Giulio Finzi, senior partner di NetComm, ha cercato di anticipare le direttrici sulle quali si svilupperanno i commerci di domani. "Viviamo in un mondo sempre più connesso, più metropolitano e che ogni giorno annovera nuovi consumatori, soprattutto in Asia. L’export deve guardare a questi mercati".
Digital first, è quindi il mantra di un mondo sempre più "mobile" ("5,2 miliardi di persone oggi hanno uno smartphone, che in certi luoghi è più prezioso dell’avere l’acqua in casa"), e sempre più social (4,2 miliardi di utenti, sulle varie piattaforme). "Questi sono dati chiave – ha sottolineato –. Su Internet in un anno o due si navigherà soltanto più da telefono, i produttori guardano sempre più direttamente all’utente finale attraverso il digitale, in un’ottica omni-channel. Le imprese devono attrezzarsi, saper andare sulle piattaforme e su 'market place' come Amazon o AliBaba".

Per Carlo Robiglio, torinese, editore e già presidente del Gruppo Il Sole-24 Ore, la prima urgenza è quella dimensionale, uscire dal paradigma del "piccolo è bello": "Per troppo tempo ci siamo crogiolati in questo concetto. Ma dal 2018 l’impresa è cambiata. Oggi viviamo in un mondo in totale trasformazione e la crescita è una necessità. In Confindustria – ha continuato – abbiamo la 'mission' di portare cultura d’impresa ai nostri associati. Convincerli a confrontarsi e mettersi ogni giorno in discussione, fargli capire che hanno bisogno di competenze sempre nuove, mentre imprenditori gli sono spesso autoreferenziali e 'one man show'".

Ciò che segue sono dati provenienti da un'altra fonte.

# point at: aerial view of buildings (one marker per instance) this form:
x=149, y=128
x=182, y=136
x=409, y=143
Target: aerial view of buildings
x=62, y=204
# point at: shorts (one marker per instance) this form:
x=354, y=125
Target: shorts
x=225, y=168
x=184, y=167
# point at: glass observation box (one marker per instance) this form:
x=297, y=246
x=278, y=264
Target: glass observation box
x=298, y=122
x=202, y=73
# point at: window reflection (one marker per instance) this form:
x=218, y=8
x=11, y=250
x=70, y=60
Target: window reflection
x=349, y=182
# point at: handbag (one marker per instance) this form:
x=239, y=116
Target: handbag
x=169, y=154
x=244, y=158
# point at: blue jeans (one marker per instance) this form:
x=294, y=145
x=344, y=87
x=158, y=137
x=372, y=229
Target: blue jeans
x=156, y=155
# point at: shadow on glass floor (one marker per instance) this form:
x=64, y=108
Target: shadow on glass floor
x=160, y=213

Formazione quindi, continua, e apertura ai nuovi orizzonti, quali sono quelli del digitale e dell’e-commerce, in particolare, in grado di affiancarsi all’aspetto virtuoso delle filiere: "Se il made in Italy è un nostro grande punto di forza, lo è ancora di più se sublimato nell’e-commerce. Solo un imprenditore 4.0 può essere un modello vincente in questo mondo che cambia"

Sullo sfondo l’annoso tema della pubblica amministrazione, che agli occhi delle imprese italiane continua a rappresentare una pesante zavorra. "Abbiamo bisogno di una pubblica amministrazione diversa, che ragioni da impresa, deve fare formazione e attrarre talenti. Non è possibile che su 10 funzionari solo 4 siano laureati, che la loro età media sia la più alta d’Europa, che per loro sia prevista una sola giornata di formazione all’anno. Siamo le uniche imprese al mondo che riescono a competere nel mondo senza avere dietro una pubblica amministrazione preparata per farlo, mentre in Francia o Germania questa costituisce un elemento di vantaggio competitivo".